Advertisement

Cloud of Sulfuric Acid at Swedish Plant Fells 10; 300 Evacuated

Share
United Press International

A cloud of sulfuric acid leaked from the Nobel Works chemical plant in central Sweden on Thursday and spread over a square-mile area, injuring 10 people who inhaled the fumes and forcing the evacuation of 300 others.

Rescue workers said that by early today they had not brought the leak of corrosive gas under control at the plant in the town of 36,000, 200 miles west of Stockholm.

“We have tried to disperse the gas with fans around the pipe, but the problem is major,” said Fire Chief Lars Ekberg.

Advertisement

The Nobel Works plant is named for Alfred Nobel, the Swedish millionaire inventor of dynamite whose will in 1895 established the prestigious Nobel prizes.

Medical aides at a provisional emergency clinic set up at a school said they treated 10 injured people with doses of cortisone and oxygen.

The gas, known by its makers as Oleum, can cause permanent damage to the lungs and breathing passages, but long-term effects can be averted by heavy doses of cortisone.

The incident was the third major gas accident in two months. Poisonous methyl isocyanate gas leaked from a Union Carbide pesticide plant in Bhopal, India, Dec. 3, killing more than 2,000 people.

A series of 11 explosions and a fire at a Pemex liquid gas distribution center in a working-class neighborhood in Mexico City on Nov. 19 killed 452 people and injured more than 4,000. Authorities later blamed gas leaking from several storage tanks that was ignited by a gas flare.

Swedish officials said the leak at Karlskoga occurred when a pipe froze during a power failure last week at the plant, where explosives, chemical products and pharmaceuticals are made.

Advertisement

The resulting cloud of gas spread over an area estimated at about one square mile, officials said.

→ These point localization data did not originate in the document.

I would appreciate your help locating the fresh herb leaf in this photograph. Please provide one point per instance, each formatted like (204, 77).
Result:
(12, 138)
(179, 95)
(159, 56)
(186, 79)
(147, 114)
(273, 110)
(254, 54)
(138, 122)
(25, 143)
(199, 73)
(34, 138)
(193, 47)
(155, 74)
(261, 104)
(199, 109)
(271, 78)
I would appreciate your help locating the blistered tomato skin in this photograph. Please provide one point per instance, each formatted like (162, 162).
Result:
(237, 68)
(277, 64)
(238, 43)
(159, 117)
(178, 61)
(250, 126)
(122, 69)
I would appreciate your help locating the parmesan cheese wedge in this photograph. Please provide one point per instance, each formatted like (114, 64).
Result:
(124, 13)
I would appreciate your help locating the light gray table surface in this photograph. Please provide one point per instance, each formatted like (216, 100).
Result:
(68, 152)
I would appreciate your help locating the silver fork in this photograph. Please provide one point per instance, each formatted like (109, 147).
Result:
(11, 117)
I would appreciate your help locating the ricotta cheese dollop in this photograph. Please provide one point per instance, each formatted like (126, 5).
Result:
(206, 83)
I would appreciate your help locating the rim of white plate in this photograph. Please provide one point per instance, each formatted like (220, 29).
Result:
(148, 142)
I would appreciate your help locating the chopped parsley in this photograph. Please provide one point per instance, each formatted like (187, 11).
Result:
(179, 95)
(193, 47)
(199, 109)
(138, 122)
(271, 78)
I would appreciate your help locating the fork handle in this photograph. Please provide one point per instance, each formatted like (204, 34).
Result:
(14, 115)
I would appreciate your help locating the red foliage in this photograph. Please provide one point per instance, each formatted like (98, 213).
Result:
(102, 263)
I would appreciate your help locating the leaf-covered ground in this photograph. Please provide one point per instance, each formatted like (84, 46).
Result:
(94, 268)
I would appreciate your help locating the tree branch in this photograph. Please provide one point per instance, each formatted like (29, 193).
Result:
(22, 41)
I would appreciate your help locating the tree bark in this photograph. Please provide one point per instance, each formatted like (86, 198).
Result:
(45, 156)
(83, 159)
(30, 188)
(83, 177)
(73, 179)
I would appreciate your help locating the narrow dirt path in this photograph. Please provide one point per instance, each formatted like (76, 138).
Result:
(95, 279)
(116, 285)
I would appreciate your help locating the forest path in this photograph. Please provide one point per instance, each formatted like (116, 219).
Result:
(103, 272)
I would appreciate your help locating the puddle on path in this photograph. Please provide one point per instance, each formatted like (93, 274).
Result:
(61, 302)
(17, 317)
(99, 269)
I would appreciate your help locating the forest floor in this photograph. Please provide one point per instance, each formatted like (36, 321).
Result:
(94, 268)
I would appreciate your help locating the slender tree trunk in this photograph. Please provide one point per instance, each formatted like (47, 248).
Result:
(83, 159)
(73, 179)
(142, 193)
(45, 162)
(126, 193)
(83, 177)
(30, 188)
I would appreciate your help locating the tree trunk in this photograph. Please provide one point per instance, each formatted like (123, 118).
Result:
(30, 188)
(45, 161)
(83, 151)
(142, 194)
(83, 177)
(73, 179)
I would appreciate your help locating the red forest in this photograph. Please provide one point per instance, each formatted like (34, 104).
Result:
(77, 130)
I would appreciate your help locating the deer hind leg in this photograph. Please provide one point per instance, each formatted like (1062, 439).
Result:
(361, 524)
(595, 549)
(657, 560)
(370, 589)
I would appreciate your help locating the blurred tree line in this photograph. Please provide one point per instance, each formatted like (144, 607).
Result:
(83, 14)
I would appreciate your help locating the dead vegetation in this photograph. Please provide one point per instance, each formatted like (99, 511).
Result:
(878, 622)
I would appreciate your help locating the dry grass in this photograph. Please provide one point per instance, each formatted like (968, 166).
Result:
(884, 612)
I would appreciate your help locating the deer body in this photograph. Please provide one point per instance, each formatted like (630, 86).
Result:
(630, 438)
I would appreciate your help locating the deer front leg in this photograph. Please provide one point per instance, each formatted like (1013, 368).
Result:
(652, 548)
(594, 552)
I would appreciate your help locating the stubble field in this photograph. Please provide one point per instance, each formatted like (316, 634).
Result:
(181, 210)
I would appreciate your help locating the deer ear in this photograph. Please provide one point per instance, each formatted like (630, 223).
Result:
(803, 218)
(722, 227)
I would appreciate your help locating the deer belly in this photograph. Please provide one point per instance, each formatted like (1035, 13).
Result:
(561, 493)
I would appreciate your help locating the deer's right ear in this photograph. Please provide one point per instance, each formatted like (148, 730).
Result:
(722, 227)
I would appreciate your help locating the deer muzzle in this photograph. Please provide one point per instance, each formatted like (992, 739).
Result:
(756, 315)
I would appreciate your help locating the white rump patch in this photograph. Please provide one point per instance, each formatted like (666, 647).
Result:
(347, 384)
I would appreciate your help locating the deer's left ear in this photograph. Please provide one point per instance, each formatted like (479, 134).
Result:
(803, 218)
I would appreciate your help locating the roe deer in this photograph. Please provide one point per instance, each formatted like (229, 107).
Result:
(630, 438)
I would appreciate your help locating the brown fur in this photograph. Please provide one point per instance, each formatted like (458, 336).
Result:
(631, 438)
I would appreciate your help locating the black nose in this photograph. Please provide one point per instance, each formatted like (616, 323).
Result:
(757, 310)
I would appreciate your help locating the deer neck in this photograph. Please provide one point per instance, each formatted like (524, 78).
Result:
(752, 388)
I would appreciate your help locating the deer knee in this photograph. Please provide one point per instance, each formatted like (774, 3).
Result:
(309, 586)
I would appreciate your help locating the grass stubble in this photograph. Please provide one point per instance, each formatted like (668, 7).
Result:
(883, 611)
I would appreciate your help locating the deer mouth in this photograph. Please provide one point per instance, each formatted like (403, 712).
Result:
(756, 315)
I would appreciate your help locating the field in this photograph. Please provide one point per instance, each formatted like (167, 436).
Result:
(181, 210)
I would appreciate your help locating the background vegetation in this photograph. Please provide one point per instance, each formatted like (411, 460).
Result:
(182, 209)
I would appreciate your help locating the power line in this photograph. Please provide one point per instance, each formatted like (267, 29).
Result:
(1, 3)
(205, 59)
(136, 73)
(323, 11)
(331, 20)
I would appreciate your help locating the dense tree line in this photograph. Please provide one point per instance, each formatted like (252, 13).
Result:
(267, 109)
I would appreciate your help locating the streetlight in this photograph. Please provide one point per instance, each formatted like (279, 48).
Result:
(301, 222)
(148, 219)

Police closed off the town center and warned residents to stay indoors and keep windows, doors and ventilation systems closed. Many residents were reported to have complained of throat irritation.

“The personnel are working now primarily to diminish the fumes so they can get to the leak,” said Nobel Works information assistant Gertie Agren.

The leak was traced to one room at the factory, but workers reported they could not find the exact point of the break in the enclosed, fume-packed area.

They said that more than a ton of the toxic chemical was being emptied from a storage tank because the leak could not be stopped.

A similar accident occurred in southern Sweden two years ago, but the gas drifted out to sea and did not endanger a residential area.